“At last my dream had come true, and when I found myself projected upon that thrilling avenue, and realized that I had nothing, absolutely nothing, to do until luncheon-time, and I could skip that if I wished, I could scarcely believe that it was I who had thus broken the traces.
“The green of the park greeted me, and, like Raleigh's cloak,[55] a gay pattern of flowers was laid at the entrance for even my unworthy feet metaphorically to tread. And to think that these bright blooms unfolded here day after day and I had so seldom seen them! An old man dozed on a bench near at hand, oblivious to the beauty around him; and a septuagenarian gardener leaned over the circular border, just as Narcissus[56] looked into the pool. Perhaps he saw some image of his youth in the uplifted face of a flower.
“I know that I saw paths and byways everywhere that reminded me of my vanished boyhood; for I am one of those who have always lived in Manhattan, and some of the happiest days I ever spent were those in the park as a child, seeing the menagerie, feeding the squirrels, and rolling a hoop on a graveled pathway.
“I remembered Rossetti's line,[57] 'I have been here before,' as I walked along on this exultant morning; and it indeed seemed as if in some previous incarnation, and not in this life, I had known my footsteps to take this perfumed way. For in the hurry of life and in the rush of our modern days we forget too soon the leisure of childhood, plunging as we do into the rough-and-tumble of an agonized manhood.
“And all this was while the park, like a green island set in a throbbing sea, had waited for me to come back to it! No lake isle of Innesfree[58] could have beguiled the poet more. Anchored at a desk, I had dreamed often of such an hour of freedom; and now that it was really mine, I determined that I would not analyze it, but that I would simply drink in its wonder. It would have been as criminal as to pluck a flower apart.
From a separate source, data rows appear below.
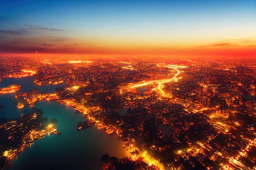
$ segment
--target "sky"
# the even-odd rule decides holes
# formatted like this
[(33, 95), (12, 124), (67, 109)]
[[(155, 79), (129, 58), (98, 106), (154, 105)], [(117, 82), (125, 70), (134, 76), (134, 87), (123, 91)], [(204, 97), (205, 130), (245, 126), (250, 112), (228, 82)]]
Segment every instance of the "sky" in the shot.
[(0, 53), (256, 56), (256, 0), (0, 0)]

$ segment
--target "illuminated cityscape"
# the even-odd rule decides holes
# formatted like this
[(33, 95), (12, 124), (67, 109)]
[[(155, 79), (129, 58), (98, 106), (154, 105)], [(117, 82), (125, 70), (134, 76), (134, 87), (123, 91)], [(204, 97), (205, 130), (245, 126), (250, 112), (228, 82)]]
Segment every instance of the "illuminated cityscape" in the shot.
[[(41, 100), (73, 107), (88, 119), (78, 124), (78, 130), (96, 126), (117, 136), (128, 157), (117, 161), (137, 169), (256, 168), (254, 60), (217, 59), (215, 65), (198, 59), (97, 57), (78, 65), (68, 57), (59, 57), (60, 61), (51, 59), (52, 64), (44, 62), (46, 57), (2, 58), (1, 74), (7, 77), (16, 71), (12, 68), (16, 67), (11, 62), (15, 59), (22, 63), (18, 70), (36, 70), (35, 84), (42, 85), (56, 79), (66, 84), (53, 93), (20, 92), (18, 85), (16, 90), (11, 86), (2, 91), (18, 91), (19, 109), (34, 107)], [(27, 128), (22, 121), (40, 122), (36, 113), (30, 115), (2, 123), (7, 141), (16, 140), (17, 128)], [(42, 125), (37, 126), (24, 132), (22, 142), (14, 149), (3, 151), (6, 163), (35, 139), (56, 130), (53, 125), (41, 130), (38, 129)], [(102, 158), (104, 170), (117, 163), (108, 156)]]
[(256, 170), (255, 0), (0, 11), (0, 170)]

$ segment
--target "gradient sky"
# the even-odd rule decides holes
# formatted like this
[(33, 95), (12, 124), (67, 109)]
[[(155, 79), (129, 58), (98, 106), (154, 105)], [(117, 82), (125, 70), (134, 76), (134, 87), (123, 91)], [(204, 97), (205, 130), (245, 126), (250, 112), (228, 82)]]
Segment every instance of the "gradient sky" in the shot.
[(256, 56), (256, 1), (0, 0), (0, 52)]

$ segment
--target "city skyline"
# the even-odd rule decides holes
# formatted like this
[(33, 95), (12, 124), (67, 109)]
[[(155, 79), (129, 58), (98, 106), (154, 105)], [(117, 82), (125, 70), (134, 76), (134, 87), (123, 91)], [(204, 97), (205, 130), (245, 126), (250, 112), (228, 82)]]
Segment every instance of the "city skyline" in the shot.
[(254, 0), (1, 0), (1, 53), (252, 56)]

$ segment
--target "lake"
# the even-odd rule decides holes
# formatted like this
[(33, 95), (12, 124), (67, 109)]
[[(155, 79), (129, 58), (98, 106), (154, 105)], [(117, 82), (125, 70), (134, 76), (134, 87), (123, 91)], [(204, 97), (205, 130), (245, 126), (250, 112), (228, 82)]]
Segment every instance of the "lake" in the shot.
[[(32, 84), (33, 81), (33, 77), (3, 78), (0, 87), (18, 84), (22, 85), (23, 91), (33, 89), (50, 92), (64, 85), (37, 86)], [(21, 113), (32, 111), (27, 108), (18, 110), (15, 96), (15, 93), (0, 94), (0, 105), (5, 106), (0, 108), (0, 118), (10, 119), (19, 116)], [(7, 170), (101, 170), (100, 157), (103, 154), (118, 158), (127, 156), (121, 142), (103, 130), (93, 126), (78, 132), (77, 123), (86, 118), (73, 108), (56, 101), (46, 101), (37, 103), (35, 107), (43, 111), (44, 117), (57, 119), (55, 124), (61, 135), (51, 135), (36, 141), (30, 148), (19, 154)]]

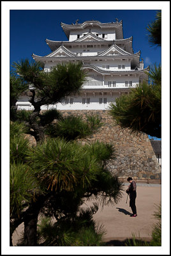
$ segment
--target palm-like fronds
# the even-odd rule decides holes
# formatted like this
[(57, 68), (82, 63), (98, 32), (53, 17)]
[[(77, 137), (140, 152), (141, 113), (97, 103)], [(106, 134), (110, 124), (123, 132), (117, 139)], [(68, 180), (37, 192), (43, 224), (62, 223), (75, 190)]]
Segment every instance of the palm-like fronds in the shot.
[(71, 189), (78, 182), (76, 146), (64, 140), (47, 140), (30, 152), (35, 175), (47, 189)]
[(109, 114), (122, 127), (161, 138), (161, 87), (145, 82), (131, 89), (129, 95), (121, 96), (111, 103)]
[(10, 165), (10, 217), (19, 217), (38, 189), (31, 168), (26, 164)]
[(31, 84), (41, 85), (39, 77), (43, 70), (42, 64), (34, 60), (29, 61), (29, 59), (21, 60), (20, 61), (14, 61), (12, 65), (11, 73), (19, 76), (20, 79)]
[(149, 42), (152, 46), (161, 45), (161, 12), (157, 12), (156, 20), (147, 26)]

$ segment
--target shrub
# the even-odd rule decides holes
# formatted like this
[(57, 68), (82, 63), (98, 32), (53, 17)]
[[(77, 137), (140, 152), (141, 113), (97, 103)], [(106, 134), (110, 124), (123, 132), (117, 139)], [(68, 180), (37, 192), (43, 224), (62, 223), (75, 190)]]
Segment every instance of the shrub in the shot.
[(80, 115), (70, 115), (61, 118), (57, 124), (48, 125), (45, 133), (51, 137), (63, 137), (72, 140), (85, 138), (101, 125), (101, 118), (98, 116), (87, 116), (86, 120), (84, 121)]

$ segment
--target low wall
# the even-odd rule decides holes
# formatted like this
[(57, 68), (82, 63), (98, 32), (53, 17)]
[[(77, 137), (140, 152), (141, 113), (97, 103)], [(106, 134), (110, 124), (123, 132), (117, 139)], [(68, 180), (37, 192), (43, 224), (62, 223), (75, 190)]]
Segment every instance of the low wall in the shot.
[(106, 110), (60, 111), (63, 115), (91, 113), (99, 115), (104, 123), (98, 131), (82, 143), (98, 140), (112, 143), (116, 150), (116, 159), (109, 161), (107, 168), (114, 174), (127, 178), (161, 179), (161, 168), (153, 151), (148, 136), (142, 132), (131, 133), (129, 129), (121, 129)]

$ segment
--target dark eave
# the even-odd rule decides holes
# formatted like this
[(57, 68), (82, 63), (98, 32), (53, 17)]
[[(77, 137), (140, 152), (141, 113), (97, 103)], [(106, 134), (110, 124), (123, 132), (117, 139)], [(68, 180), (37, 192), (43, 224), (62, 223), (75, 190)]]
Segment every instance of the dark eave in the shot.
[(101, 29), (104, 28), (115, 29), (116, 34), (117, 35), (117, 38), (123, 38), (122, 20), (121, 20), (119, 22), (108, 22), (108, 23), (101, 23), (98, 20), (87, 20), (81, 24), (78, 24), (77, 22), (75, 24), (66, 24), (61, 22), (61, 26), (68, 38), (69, 38), (71, 31), (84, 29), (87, 26), (98, 26)]

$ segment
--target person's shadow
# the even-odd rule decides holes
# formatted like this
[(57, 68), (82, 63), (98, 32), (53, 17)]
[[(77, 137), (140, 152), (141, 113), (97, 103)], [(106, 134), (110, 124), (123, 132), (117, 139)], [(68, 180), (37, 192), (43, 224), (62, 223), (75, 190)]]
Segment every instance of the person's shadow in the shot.
[(118, 211), (120, 212), (123, 212), (125, 215), (131, 215), (131, 212), (128, 212), (128, 211), (125, 210), (124, 209), (118, 207), (116, 207), (116, 209), (119, 209)]

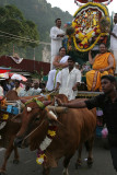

“Policemen went their weary rounds, swinging their sticks, and it suddenly came to me that even in this sylvan retreat there was stern labor to be done. Just as some one, some time, must sweep out a shrine,—possibly nowadays with a vacuum-cleaner!—so papers must be picked from God's grass, and pick-pockets must be diligently looked for in holiday crowds. Men on high and practical sprinkling-carts must keep the roadways clean, and emissaries of the law must see to it that motorists do not speed too fast. You think of ice-cream as being miraculously made in a park pavilion, and unless you visit the city woodland at the hour of eleven or so in the morning, you may keep your dream. But I beheld a common ice-wagon back up to the door of that cherished house of my childhood, and a strong, rough fellow proved himself the connecting-link between the waitress and her eager little customers.
“At this hour it was as though I had gone behind the scenes of a theater while the stage-hands were busy about their necessary labors. Wiring had to be done,—I had forgotten that they have telephones even in the park,—and a mason was repairing a crumbling wall. How much better to let it crumble, I thought. But all my practicality, through my sense of strange freedom, had left me, and I was ardent for a mad, glad world, where for a long time there would be nothing for anybody to do. I wanted masons and policemen and icemen and nurse-maids and electricians and keepers of zoölogical gardens to be as free as I, forever and ever.
“You see, my unexpected holiday had gone to my head, and it was a summer morning, and I felt somehow that I ought to be working rather than loitering here.
“I suppose I shall be sane to-morrow, but I wonder if I want to be.”
And we all wondered if we didn't like him better when he was just this way, a child with a new toy, or, rather, a child with an old toy that he had almost but not quite forgotten how to play with.